Zulip Chat Archive
Stream: lean4
Topic: parse error on 1-line calc
Floris van Doorn (Apr 15 2025 at 07:01):
example (n m : Nat) : n ≤ m ∧ True := by
constructor
calc
n ≤ m := by sorry
-- _ ≤ m := by sorry
trivial -- error "unexpected end of input; expected ':='"
-- error disappears with line 5 uncommented
Sabbir Rahman (Apr 15 2025 at 07:06):
calc
is a tactic that works with transitive relations, and in particular uses transitive laws to connect each line. If you only put one relation (e.g. n ≤ m := by sorry
), calc has no way to use transitive laws. That's why it expects at least two lines.
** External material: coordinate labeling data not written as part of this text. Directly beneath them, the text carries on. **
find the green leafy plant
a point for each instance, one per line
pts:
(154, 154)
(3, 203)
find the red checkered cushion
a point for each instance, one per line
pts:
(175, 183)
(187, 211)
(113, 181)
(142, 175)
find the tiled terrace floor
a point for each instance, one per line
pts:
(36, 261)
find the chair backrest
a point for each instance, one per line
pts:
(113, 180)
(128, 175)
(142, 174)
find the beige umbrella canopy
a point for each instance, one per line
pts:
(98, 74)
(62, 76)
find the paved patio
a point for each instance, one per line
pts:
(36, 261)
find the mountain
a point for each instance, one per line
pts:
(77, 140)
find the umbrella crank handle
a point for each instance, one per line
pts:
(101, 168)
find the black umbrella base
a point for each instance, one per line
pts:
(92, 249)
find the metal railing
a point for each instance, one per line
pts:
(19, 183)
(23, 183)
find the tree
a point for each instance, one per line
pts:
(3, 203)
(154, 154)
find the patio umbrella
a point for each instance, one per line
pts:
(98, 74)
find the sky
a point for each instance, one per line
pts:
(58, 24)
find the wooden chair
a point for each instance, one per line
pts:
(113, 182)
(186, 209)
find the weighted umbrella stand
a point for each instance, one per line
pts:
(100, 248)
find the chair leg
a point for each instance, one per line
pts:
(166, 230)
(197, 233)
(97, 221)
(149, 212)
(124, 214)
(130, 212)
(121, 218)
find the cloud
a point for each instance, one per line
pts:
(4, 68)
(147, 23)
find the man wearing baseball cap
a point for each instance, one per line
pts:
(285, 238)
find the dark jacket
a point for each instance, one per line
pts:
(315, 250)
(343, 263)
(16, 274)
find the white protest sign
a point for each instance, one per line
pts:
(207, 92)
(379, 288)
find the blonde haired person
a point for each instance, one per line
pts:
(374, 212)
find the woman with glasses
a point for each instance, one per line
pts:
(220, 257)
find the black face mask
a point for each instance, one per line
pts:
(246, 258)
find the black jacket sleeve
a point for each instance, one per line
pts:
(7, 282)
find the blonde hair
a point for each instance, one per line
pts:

Floris van Doorn (Apr 15 2025 at 07:06):
This error already exists on v4.18 (also on v4.19-rc3), but I think this used to work at some point.
Floris van Doorn (Apr 15 2025 at 07:07):
Sabbir Rahman said:
calc
is a tactic that works with transitive relations, and in particular uses transitive laws to connect each line. If you only put one relation (e.g.n ≤ m := by sorry
), calc has no way to use transitive laws. That's why it expects at least two lines.
Even if you think this is bad style, it certainly shouldn't give a parse error. Especially not one that can parse many subsequent tactics before raising an error.
Also, the following works, so I'd assume this falls "in the spec" of calc.
example (n m : Nat) : n ≤ m := by
calc
n ≤ m := by sorry
Kevin Buzzard (Apr 15 2025 at 07:13):
one-line calcs are very dangerous things because of these parse issues. I strongly encourage students away from them.
Floris van Doorn (Apr 15 2025 at 07:20):
Oh, this behavior already exists for longer? Was this introduced to make the indentation of calc
more flexible? I'm in favor of that, but I put the line at "if you return to the same column as the calc
tactic, then that ends the calc
-tactic.
I guess I should make an RFC for this.
Kevin Buzzard (Apr 15 2025 at 07:21):
What I tell the students right now is "one-line calcs are never useful in practice so always avoid them"
Edward van de Meent (Apr 15 2025 at 08:01):
This issue with calc is definitely known for some time
Aaron Liu (Apr 15 2025 at 11:14):
I have thought of a way to fix this, but I have not tested it yet.